On Day 4 of the MyDFIR 30-Day SOC Challenge, I focused on setting up and configuring Kibana on the virtual machine (VM) I created on Day 3. Below is a detailed account of the process I followed, including the key steps and configurations.
Step 1: Downloading and Installing Kibana
To begin, I downloaded Kibana from the official Elastic website. This involved using the SSH terminal on my VM to download the correct version of Kibana (v8.15 at the time of recording) by typing:
wget [download link from elastic.co]
After the download was complete, I used the following command to install the package:
dpkg -i kibana-[version].deb
This ensured Kibana was installed and ready for further configuration.
Step 2: Configuring Kibana
Once Kibana was installed, I had to make some configuration changes. The Kibana configuration file is located at /etc/kibana/kibana.yml. I used nano to edit this file and made two key changes:
- Server Port: I ensured that Kibana was running on port 5601, which is the default.
- Server Host: I updated the server host to my VM’s public IP address so that Kibana could be accessed externally.
nano /etc/kibana/kibana.yml
After editing the file, I saved the changes and restarted the Kibana service using:
systemctl daemon-reload
systemctl enable kibana
systemctl start kibana
I verified that Kibana was running by checking its status with:
systemctl status kibana
Step 3: Generating the Enrollment Token
Kibana requires an enrollment token to connect to Elasticsearch. I generated the token by navigating to the appropriate directory and using the following command:
cd /usr/share/elasticsearch/bin
./elasticsearch-create-enrollment-token --scope kibana
This generated the enrollment token that I needed to set up Kibana. I copied and saved the token for later use.

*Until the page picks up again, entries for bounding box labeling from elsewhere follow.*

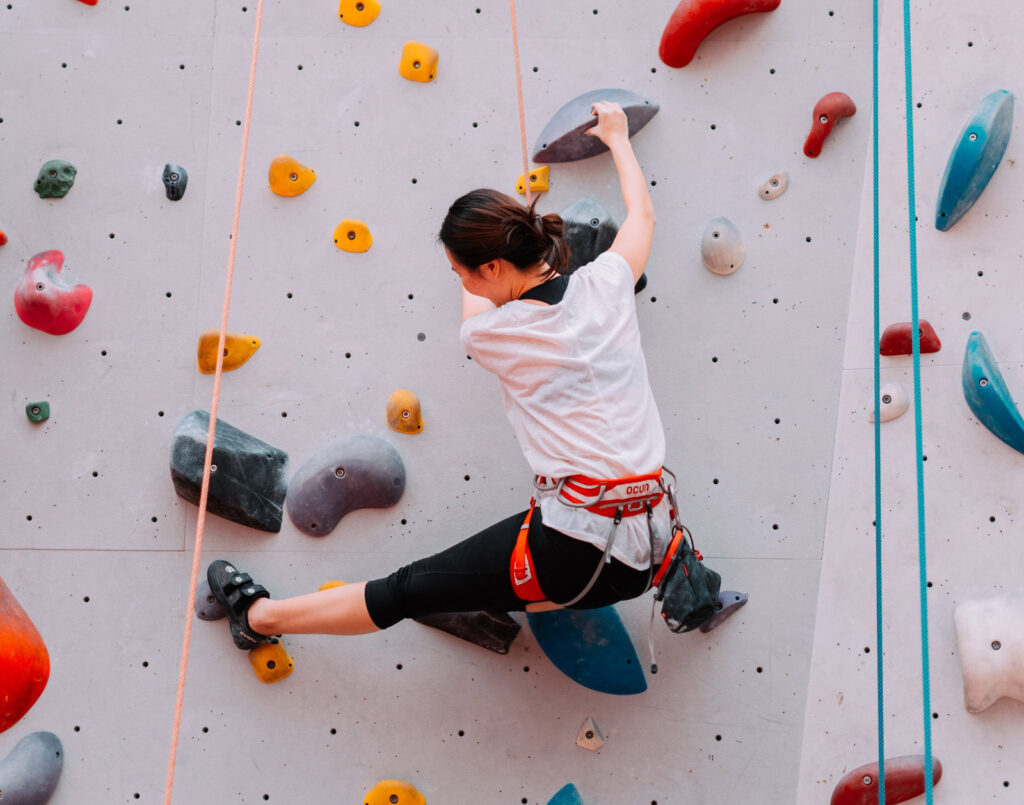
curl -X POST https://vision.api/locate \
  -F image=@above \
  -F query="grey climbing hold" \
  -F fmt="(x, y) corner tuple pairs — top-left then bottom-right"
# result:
(700, 218), (746, 276)
(164, 162), (188, 201)
(288, 434), (406, 537)
(194, 579), (224, 621)
(0, 732), (63, 805)
(33, 160), (78, 198)
(171, 411), (288, 533)
(413, 609), (522, 654)
(534, 89), (659, 163)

Step 4: Firewall Configuration
Initially, I encountered a “connection timed out” error while trying to access Kibana through the browser. After troubleshooting, I realized that my firewall rules were blocking the port. To resolve this, I configured the firewall rules in both my Vultr instance and my VM itself.
- Vultr Firewall Configuration: I updated the firewall rules to allow access on port 5601.
- Ubuntu Firewall Configuration: I used
ufwto allow incoming connections to port 5601 on the VM:
ufw allow 5601
Once these firewall rules were updated, I successfully accessed Kibana via my VM’s public IP address and port 5601.
Step 5: Finalizing Kibana Setup
When I accessed Kibana for the first time, it prompted me to enter the enrollment token generated earlier. After pasting the token, I needed to verify it with a verification code, which I obtained by running the following command on the VM:
cd /usr/share/kibana/bin
./kibana-verification-code
I entered the verification code and logged in using the default elastic user and password that I had saved during the Elasticsearch setup.
Step 6: Setting Persistent Encryption Keys
One of the final configurations involved setting persistent encryption keys for Kibana. Without this, Kibana generates new keys each time it restarts, which can lead to errors when modifying saved objects or rules. I generated three encryption keys (for saved objects, reporting, and security) and added them to Kibana’s key store:
To generate the necessary encryption keys, I used a built-in command in the Kibana binary directory. First, I navigated to the Kibana binaries directory using the command:
cd /usr/share/kibana/bin
Once inside the directory, I executed the following command to generate the three encryption keys:
./kibana-encryption-keys generate
This command output three unique encryption keys, each used for securing different components of Kibana. These encryption keys were as follows:
- xpack.encryptedSavedObjects.encryptionKey
- xpack.reporting.encryptionKey
- xpack.security.encryptionKey
The output in the terminal looked something like this:
xpack.encryptedSavedObjects.encryptionKey: c3VwZXJfc2VjdXJlX2tleQ==
xpack.reporting.encryptionKey: c29tZV9yYW5kb21fZW5jcnlwdGlvbg==
xpack.security.encryptionKey: Z3JhbmRfdGVzdF9rZXk=
I copied these keys and stored them in a notepad for use in the next steps.
Next, I needed to add these keys into the Kibana keystore to ensure they persist through system restarts. For each key, I used the following command:
./kibana-keystore add [encryption key name]
Kibana then prompted me to enter the corresponding key value for each encryption key. I repeated this process three times, once for each key, ensuring all the key-value pairs were securely stored in the keystore.
Finally, to apply the changes, I restarted the Kibana service using the following command:
sudo systemctl restart kibana
After this, Kibana no longer displayed the API integration key error, and everything was functioning smoothly with the persistent encryption in place.
Conclusion
By the end of Day 4, I successfully installed and configured Kibana on my virtual machine, integrating it with Elasticsearch. From resolving configuration issues to setting up encryption keys, this process taught me essential skills in managing and securing Kibana. I encountered and overcame challenges, like firewall rules and persistent encryption keys, ensuring that Kibana remains functional after restarts. With Kibana now fully operational, I’m ready to move forward and begin setting up my Windows target machine for log ingestion in the next phase of the project.